What I do mean is that we can finally dispense with silly notions of ideology and pie in the sky geopolitics. For as some of us said over 40 years ago, just because the Russians went Bolshie for 75 years or so doesn’t mean they ever stopped being primarily Russian.
Get in the WABAC machine to 1991. The Soviets fell on Christmas day and poor Francis Fukuyama and others said that was it, we win forever. Not quite, said still others.
But the qualification didn’t stop a wholesale purge of Russian analysts from the ranks of Western intelligence. Since 1945 we knew the Soviets as the enemy. Perceptive analysts realized that ideology was a convenient cover for traditional Great Russian ambitions. However a garrulous Boris Yeltsin, publicly drink at numerous times, seemed to herald a new age of free and peaceful Russia. Bill Clinton and Boris even had a laughing fit at an American presser, such was the supposed fun.
But smoldering in the background, lying in wait in St. Petersburg, was a little known former KGB officer humiliated and, like Hitler before him after WWI, dreaming of revenge. Even Hollywood had some notion of it, given the plot of “Air Force One.” Gary Olman’s Russian villain in that film was channeling Vladimir Putin.
That Russia was just sleeping, biding its time. When Yeltsin handed the government to Putin in 2000 the die was cast.
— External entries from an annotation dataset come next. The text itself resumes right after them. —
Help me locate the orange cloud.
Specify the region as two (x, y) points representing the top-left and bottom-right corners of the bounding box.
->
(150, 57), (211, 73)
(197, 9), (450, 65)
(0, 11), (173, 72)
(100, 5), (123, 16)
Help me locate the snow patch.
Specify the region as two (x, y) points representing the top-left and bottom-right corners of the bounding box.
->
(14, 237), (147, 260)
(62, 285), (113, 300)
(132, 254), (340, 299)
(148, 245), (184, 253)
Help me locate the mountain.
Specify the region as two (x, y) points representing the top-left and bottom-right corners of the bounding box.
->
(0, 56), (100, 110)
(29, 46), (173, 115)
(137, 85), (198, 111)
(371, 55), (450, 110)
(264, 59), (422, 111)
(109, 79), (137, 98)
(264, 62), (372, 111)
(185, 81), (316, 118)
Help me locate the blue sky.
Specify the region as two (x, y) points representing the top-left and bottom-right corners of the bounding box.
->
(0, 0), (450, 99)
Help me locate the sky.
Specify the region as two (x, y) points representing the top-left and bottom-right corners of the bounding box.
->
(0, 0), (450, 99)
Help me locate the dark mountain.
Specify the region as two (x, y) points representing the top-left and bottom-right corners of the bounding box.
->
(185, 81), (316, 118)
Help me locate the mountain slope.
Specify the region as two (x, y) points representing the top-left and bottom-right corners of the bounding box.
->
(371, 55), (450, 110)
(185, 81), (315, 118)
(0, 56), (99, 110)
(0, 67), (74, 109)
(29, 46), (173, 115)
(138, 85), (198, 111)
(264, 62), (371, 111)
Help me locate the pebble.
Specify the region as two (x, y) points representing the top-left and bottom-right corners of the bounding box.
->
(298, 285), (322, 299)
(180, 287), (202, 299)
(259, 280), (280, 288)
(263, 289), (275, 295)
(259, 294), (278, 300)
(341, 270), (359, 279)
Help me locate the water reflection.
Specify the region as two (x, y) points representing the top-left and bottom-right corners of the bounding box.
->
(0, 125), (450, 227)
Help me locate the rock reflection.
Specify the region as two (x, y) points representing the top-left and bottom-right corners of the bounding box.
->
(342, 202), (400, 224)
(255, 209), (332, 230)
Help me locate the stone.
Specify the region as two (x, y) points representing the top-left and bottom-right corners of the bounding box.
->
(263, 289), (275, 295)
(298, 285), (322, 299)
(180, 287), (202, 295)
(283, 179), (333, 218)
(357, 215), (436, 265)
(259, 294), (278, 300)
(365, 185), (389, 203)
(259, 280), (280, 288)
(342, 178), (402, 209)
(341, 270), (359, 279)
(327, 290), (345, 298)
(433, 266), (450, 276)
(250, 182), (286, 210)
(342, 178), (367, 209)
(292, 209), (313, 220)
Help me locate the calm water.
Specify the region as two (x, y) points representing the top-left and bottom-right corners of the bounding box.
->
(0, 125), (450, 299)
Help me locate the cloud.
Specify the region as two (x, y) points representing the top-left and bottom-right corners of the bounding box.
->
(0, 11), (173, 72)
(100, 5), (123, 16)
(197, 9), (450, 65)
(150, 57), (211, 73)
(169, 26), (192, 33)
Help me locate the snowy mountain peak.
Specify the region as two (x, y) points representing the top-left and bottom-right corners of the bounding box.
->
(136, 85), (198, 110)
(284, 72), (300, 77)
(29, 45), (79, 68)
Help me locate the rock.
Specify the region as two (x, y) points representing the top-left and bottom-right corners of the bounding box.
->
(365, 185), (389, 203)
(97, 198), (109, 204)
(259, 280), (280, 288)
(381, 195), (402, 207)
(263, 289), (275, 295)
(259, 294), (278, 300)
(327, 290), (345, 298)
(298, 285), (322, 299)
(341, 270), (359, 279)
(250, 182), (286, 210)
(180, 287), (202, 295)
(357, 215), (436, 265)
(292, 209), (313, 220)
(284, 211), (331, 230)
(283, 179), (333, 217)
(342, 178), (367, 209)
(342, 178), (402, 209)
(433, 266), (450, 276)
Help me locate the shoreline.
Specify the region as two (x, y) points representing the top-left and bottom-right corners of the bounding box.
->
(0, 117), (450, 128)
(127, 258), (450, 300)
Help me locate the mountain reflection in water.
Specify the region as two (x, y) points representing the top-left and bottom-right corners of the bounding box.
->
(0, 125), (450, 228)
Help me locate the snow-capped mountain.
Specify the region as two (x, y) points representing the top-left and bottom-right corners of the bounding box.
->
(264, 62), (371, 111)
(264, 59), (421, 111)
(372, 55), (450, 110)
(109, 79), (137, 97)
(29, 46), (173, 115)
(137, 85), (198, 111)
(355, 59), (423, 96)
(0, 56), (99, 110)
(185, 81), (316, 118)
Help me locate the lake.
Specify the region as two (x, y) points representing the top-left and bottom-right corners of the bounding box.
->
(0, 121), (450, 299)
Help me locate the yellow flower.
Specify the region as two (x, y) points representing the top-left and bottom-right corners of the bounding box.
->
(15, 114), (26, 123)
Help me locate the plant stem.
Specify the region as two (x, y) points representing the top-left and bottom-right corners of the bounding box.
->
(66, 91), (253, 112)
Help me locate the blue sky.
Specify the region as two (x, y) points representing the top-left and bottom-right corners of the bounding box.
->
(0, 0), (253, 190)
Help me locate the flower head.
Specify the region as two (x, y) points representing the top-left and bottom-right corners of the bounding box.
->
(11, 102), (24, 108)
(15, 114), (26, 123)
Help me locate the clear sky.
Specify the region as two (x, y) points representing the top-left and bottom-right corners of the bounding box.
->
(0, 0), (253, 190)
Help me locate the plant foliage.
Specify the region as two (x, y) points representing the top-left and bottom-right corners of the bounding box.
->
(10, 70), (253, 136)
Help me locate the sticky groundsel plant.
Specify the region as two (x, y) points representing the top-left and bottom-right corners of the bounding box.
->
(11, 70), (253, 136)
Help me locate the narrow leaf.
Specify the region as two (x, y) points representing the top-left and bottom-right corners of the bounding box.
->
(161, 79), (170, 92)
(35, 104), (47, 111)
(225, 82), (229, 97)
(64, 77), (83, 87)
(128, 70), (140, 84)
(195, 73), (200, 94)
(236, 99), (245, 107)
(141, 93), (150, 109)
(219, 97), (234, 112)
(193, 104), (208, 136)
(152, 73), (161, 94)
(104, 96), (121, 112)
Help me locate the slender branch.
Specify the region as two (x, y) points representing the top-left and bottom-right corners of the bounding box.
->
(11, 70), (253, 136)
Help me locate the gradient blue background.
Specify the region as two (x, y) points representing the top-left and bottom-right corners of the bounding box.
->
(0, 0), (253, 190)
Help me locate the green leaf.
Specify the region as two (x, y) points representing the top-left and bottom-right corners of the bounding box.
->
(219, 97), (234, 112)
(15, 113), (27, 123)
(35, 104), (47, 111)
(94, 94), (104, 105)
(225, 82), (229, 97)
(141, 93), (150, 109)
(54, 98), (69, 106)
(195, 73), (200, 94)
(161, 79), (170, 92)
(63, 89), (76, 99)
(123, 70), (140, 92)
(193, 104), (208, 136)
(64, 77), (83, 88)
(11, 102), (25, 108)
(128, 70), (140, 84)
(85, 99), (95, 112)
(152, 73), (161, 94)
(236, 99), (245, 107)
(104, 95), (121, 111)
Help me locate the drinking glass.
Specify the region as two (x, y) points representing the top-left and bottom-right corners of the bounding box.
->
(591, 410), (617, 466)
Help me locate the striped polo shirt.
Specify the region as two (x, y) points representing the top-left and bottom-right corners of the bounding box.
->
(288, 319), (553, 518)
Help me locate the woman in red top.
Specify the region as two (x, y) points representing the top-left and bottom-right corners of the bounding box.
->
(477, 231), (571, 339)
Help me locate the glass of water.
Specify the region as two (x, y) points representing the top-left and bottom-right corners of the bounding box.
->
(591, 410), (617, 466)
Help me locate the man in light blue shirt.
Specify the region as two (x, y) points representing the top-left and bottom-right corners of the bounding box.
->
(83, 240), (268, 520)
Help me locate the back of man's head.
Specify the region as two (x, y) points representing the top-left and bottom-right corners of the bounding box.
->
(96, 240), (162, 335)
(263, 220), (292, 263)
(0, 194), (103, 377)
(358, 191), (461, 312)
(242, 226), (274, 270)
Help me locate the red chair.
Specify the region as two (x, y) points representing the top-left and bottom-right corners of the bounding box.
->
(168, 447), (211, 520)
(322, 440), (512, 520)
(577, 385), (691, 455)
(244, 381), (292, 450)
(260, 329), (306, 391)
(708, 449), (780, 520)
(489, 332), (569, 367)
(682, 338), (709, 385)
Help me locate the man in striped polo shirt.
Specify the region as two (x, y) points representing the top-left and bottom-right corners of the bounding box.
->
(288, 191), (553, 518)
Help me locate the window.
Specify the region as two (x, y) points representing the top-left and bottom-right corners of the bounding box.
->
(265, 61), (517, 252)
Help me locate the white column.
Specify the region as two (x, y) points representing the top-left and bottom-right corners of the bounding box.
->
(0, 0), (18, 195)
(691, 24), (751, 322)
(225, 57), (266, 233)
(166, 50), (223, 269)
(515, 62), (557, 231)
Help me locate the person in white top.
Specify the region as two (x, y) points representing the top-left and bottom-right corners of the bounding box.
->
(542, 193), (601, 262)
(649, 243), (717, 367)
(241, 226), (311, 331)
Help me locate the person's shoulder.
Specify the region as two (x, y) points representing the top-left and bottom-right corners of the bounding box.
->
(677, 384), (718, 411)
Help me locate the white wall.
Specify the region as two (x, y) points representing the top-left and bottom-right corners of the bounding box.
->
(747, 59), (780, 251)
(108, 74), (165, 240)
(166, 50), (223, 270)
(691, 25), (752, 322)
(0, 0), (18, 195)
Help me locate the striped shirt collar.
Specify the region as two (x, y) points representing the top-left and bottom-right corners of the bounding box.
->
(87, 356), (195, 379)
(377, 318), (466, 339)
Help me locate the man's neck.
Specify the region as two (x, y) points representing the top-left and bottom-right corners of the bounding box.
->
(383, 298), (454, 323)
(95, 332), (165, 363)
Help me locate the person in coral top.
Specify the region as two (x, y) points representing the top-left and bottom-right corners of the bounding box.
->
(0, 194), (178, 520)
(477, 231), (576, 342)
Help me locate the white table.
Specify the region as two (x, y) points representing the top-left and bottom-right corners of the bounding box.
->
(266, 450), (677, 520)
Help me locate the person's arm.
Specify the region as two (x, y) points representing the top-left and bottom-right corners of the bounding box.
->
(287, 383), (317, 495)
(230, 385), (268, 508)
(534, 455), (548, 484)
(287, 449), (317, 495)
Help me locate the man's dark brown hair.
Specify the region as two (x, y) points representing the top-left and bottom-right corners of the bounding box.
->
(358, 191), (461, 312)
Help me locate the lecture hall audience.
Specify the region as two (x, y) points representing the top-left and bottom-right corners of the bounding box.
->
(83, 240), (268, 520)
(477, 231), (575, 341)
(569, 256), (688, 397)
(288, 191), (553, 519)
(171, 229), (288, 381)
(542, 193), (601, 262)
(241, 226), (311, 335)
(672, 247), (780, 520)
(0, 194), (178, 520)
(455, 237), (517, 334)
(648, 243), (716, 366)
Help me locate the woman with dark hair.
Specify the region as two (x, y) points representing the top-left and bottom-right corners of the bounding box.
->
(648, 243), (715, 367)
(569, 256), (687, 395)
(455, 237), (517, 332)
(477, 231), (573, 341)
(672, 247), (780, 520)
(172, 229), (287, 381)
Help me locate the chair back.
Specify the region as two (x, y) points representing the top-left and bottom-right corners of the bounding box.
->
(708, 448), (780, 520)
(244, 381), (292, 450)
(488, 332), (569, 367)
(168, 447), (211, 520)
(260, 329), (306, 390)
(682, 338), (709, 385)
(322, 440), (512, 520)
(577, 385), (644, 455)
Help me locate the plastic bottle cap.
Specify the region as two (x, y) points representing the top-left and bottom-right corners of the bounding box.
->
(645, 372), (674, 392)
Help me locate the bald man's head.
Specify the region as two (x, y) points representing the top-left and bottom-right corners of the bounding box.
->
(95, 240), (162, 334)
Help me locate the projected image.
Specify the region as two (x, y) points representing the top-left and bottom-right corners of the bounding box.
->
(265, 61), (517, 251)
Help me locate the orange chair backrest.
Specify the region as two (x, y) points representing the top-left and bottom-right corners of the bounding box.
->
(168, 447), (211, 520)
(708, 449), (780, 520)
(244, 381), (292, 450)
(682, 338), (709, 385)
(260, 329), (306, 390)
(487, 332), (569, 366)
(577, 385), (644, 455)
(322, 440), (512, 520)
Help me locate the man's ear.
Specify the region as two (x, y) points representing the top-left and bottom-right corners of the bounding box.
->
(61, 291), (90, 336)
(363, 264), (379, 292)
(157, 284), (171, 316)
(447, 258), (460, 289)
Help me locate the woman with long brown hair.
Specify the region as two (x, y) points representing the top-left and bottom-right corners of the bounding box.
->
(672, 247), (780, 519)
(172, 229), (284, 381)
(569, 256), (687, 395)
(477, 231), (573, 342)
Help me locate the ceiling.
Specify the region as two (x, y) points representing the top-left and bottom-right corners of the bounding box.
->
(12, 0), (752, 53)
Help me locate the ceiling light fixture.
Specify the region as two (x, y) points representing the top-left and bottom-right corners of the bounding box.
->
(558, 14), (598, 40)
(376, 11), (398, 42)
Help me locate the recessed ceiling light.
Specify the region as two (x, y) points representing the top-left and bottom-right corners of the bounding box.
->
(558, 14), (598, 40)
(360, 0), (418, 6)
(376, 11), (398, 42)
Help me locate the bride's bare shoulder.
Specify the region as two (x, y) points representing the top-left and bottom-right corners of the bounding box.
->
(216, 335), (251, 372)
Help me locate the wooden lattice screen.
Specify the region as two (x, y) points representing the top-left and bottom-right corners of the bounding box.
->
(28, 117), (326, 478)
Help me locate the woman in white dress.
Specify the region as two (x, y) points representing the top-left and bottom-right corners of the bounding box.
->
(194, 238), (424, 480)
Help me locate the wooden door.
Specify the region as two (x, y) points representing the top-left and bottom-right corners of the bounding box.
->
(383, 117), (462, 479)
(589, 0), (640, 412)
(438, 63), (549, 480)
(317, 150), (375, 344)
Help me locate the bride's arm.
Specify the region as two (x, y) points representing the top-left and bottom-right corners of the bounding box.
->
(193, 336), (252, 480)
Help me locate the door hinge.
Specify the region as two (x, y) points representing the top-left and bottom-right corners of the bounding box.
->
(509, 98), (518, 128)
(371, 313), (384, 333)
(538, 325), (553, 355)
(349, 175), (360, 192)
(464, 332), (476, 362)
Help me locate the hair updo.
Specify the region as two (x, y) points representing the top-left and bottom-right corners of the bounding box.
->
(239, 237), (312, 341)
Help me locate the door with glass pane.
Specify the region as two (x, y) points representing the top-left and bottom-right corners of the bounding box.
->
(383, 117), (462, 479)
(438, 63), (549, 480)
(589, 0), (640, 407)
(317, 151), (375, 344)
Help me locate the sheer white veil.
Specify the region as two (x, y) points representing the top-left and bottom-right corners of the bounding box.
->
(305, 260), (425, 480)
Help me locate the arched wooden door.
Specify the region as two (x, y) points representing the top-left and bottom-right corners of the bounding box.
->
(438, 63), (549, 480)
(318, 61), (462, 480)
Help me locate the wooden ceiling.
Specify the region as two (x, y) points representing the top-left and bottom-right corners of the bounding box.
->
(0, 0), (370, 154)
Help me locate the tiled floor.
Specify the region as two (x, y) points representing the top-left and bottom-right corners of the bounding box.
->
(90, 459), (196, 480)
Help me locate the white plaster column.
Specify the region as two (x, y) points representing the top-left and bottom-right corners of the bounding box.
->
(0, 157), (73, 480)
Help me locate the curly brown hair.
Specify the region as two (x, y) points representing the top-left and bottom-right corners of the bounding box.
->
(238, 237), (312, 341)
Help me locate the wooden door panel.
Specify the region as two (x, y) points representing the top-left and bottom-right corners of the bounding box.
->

While showing a relatively benign face to the West, especially enchanting certain populist conservatives, some still to this day, Putin was likely already planning the revivification of Great Russia.
It was the Russia I knew, as a young US Army intelligence analyst serving in the then West Germany in the 80s. Those of us who didn’t bend with prevailing winds, but who had studied Russian history, had their number. The 90s did away with that and with the accumulated expertise. Now, the knowledge is reborn, ready to counter and contain Putin. That’s why it’s nice to have them back, masks shorn away. For the mirage is over. The reality of Russia again becomes apparent and thus easier to defeat. No more Hillary resets. We sadly, but knowingly, return to the twilight struggle.
Is this a good thing? Of course not. It was a possibly hopeful moment when Yeltsin was in charge. No one wants a resurgent czar barreling across Georgia, Crimea, and now Ukraine. But like a returning disease we’ve conquered before, we are better off knowing it so we can treat it.
So thanks Vlad. You may be feeling your oats now. But all you have done is wake us up. Hell, you’ve even managed to alienate Democrats, once the biggest fans of the Soviet Union. And Europe? You’ve actually managed to give them back a spine. Not exactly what you intended, eh comrade?